Sensing and modeling plant ecohydrology for understanding tree and ecosystem responses to water stress

Vegetation provides a critical nexus between the subsurface, biosphere, and atmosphere through the mediation of the exchange of water, carbon, and energy. Plants respond dynamically to local microclimates at both short and long timescales via mechanisms ranging from physiological behaviors, such as stomatal closure, to acclimation and adaptation. These responses influence land-atmosphere fluxes directly and are therefore crucial to understanding and predicting Earth system responses to a changing climate. As our community progresses towards increasingly physically-realistic models of vegetation responses to the environment, we face several new challenges such as understanding how whole-plant hydraulic strategies can best be represented using limited parameters, connecting non-linearly related observations such as water content and water potential within different organs, and representing responses to simultaneous stressor such as high temperatures and low water supply or high salinities and high evaporative demands.

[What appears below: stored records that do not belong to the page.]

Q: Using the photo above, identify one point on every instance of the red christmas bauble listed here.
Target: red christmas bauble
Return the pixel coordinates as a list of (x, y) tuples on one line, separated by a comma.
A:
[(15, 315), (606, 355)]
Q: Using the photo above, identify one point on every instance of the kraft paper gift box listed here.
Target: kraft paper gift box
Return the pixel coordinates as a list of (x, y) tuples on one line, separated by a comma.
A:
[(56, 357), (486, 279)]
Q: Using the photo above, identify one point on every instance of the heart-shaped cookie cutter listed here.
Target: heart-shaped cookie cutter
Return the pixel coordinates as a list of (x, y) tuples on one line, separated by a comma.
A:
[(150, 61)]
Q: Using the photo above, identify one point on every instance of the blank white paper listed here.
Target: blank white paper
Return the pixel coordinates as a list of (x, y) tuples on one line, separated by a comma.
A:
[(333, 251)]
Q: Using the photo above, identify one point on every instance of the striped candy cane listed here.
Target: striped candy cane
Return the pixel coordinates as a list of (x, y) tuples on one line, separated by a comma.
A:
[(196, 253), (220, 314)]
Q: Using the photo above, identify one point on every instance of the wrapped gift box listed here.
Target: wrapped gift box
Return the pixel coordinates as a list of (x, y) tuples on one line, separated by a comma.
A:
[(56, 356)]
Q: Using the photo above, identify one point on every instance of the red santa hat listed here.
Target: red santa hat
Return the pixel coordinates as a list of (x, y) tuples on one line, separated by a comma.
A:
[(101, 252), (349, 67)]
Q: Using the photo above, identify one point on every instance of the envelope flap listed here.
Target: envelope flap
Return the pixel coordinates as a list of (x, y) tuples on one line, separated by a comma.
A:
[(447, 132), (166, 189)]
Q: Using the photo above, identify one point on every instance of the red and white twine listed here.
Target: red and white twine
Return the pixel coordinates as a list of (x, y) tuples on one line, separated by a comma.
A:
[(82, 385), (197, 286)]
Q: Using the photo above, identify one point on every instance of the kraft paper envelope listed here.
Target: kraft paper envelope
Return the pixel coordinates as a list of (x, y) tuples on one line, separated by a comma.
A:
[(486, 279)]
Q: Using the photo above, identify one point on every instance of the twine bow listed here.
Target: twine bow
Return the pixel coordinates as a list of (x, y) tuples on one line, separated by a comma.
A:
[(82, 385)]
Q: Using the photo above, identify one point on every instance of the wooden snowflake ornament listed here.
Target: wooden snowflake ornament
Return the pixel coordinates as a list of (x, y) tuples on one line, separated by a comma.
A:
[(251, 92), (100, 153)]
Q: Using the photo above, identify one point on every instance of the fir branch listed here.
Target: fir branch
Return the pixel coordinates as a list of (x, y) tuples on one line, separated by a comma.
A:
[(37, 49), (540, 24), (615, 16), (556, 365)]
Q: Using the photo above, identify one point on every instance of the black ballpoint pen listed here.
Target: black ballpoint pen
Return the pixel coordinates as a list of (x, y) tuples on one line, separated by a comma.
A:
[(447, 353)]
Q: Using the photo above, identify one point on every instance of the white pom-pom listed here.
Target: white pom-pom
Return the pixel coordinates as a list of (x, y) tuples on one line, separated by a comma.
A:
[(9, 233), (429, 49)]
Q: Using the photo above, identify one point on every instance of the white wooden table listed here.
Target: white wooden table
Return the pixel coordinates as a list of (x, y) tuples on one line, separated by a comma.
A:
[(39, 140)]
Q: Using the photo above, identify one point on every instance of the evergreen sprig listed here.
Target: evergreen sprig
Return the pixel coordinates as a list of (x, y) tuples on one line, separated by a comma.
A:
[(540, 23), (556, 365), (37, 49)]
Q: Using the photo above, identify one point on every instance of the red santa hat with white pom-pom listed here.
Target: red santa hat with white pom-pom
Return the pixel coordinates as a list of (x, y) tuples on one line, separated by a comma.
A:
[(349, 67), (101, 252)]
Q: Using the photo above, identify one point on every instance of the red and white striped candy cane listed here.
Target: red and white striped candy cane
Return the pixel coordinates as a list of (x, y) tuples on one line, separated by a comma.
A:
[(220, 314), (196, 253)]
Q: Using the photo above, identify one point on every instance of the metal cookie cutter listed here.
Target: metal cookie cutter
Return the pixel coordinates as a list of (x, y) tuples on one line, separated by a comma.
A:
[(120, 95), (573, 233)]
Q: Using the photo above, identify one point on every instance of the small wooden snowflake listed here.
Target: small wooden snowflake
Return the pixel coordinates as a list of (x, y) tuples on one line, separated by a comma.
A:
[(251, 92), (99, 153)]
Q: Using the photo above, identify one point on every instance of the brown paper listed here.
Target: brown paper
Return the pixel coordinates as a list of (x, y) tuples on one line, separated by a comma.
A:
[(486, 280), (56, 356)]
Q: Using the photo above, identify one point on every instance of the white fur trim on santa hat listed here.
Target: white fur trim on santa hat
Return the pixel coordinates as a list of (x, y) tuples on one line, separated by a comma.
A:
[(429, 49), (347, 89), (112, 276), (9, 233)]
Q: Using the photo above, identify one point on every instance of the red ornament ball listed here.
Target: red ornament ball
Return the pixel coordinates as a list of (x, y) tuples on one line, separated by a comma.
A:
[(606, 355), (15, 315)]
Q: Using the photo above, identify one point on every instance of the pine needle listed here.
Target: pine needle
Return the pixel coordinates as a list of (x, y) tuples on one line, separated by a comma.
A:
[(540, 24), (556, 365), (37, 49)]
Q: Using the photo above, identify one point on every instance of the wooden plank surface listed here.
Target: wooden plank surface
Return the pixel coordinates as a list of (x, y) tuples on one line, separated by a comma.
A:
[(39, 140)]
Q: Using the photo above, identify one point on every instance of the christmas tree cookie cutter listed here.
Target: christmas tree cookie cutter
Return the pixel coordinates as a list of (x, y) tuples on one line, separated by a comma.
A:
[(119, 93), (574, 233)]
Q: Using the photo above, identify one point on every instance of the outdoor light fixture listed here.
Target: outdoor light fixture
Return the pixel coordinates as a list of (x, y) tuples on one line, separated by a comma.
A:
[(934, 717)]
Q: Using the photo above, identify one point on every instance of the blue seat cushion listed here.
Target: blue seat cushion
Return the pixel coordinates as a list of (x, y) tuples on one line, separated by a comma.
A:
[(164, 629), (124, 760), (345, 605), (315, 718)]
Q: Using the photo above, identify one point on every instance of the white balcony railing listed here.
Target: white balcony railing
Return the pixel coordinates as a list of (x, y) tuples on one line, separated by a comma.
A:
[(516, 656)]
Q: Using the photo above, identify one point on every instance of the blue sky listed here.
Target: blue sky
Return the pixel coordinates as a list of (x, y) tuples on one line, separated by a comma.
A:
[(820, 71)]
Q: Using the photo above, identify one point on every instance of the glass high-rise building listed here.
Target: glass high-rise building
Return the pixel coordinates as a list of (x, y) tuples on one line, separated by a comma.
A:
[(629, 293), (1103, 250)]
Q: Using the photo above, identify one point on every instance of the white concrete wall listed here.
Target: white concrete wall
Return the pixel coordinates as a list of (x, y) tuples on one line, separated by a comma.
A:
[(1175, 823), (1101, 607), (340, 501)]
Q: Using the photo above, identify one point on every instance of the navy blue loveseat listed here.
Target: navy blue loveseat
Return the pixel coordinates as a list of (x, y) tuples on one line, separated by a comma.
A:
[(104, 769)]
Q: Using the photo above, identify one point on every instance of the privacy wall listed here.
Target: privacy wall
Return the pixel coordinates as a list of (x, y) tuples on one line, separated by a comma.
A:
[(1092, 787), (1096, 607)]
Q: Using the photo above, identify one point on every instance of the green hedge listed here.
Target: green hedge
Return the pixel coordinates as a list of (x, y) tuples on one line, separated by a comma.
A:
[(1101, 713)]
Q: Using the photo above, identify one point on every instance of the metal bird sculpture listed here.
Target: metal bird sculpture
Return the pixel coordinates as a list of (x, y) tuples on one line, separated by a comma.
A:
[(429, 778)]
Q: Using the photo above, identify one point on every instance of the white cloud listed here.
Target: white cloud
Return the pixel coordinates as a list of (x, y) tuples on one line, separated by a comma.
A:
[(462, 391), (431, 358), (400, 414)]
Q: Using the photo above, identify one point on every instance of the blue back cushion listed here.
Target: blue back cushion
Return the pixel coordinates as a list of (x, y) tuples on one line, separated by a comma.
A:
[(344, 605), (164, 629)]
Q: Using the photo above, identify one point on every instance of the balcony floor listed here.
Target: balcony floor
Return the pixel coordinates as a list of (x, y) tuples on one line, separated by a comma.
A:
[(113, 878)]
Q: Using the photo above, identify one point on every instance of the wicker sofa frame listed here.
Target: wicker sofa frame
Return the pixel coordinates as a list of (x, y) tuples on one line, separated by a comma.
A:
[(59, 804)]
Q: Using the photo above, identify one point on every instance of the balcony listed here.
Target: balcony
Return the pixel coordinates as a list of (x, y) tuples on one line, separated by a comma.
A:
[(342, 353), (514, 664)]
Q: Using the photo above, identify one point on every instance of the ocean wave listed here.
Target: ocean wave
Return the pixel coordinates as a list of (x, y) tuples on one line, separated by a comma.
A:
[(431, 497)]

We use vignettes from two long-term tree and ecosystem level studies to demonstrate both progress and pitfalls towards overcoming each of these hurdles in terms of observational understanding of plant function and individual tree-based simulations of new observational data and the accompanying uncertainties. As we progress towards further incorporation of such vegetation ecohydrology modules within climate and weather models, it is becoming increasingly critical to represent well, and with limited parameters the manners in which plants manifest stress responses across time scales in order to better predict the complex feedbacks to carbon, water, and energy fluxes that subsequently develop.